Well, British Theatre (Mike Vennart, Richard A Ingram/Gambler), with their experimental electro/guitar/something sound, have somehow managed to cut across the bullshit to create that fragile and most elusive of emotions: Of innocence – where there may or may not be tons of shitty things to point out or worry about, but there’s also really no need to do that either; it’s not important.

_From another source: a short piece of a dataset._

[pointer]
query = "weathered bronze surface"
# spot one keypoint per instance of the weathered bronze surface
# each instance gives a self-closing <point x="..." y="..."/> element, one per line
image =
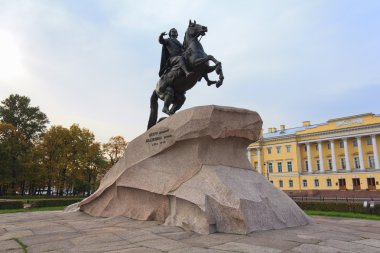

The middle section of ‘As the Leaves are to the Limbs’, with its delicate sounds of tentative exhilaration, is British Theatre in its very essence. A purring and sincere guitar line opens up a route to glorious avenues with multiple sounds and textures and a quite stunning vocal melody wandering about, leaving one suitably overwhelmed as the song makes a measured exit. Actually, each piece on this phenomenal five-song EP showcases different facets of the band – from a searching vocal delivery over an impeccably produced glitchy canvas (‘The Gift’s Demands’) to the very introspective atmosphere of ‘Give A Man Enough Rope And He Will Hang Us’, a song which really explodes with the impact it makes once it’s over and fully registered, to the entirely textural and probing ‘Helicopters’.
In fact, the underlying theme of the album could possibly be duality – that of finding critical poise using passages of pure elation and a tense sort of melancholy – and subtlety. There’s no guitar distortion, no stretched vocal lines, no showy virtuosity which these guys undoubtedly possess (there’s a part written in 11/8 by my calculations, but even that feels completely organic). It’s sensitively crafted songwriting, with each song being its own centerpiece, yet fitting in quite perfectly into the larger narrative.
As for the obligatory Oceansize comparison, well, there’s nothing in common, aside from the two band members (‘Oceansize are fucking dead’, to quote Gambler). And while lamenting the untimely death of that band is still a favourite pastime for this writer, and no doubt thousands of others, the fact that the peaks that those guys reached quite regularly (‘Music for a Nurse’ or ‘Oscar Acceptance Speech’, to name but a couple) are fairly commonplace here too makes it all somewhat OK, or at least much better. The one thing on Dyed in the Wool Ghost is that the songs take their time to register with their true impact, but the reward is pretty much worth it too.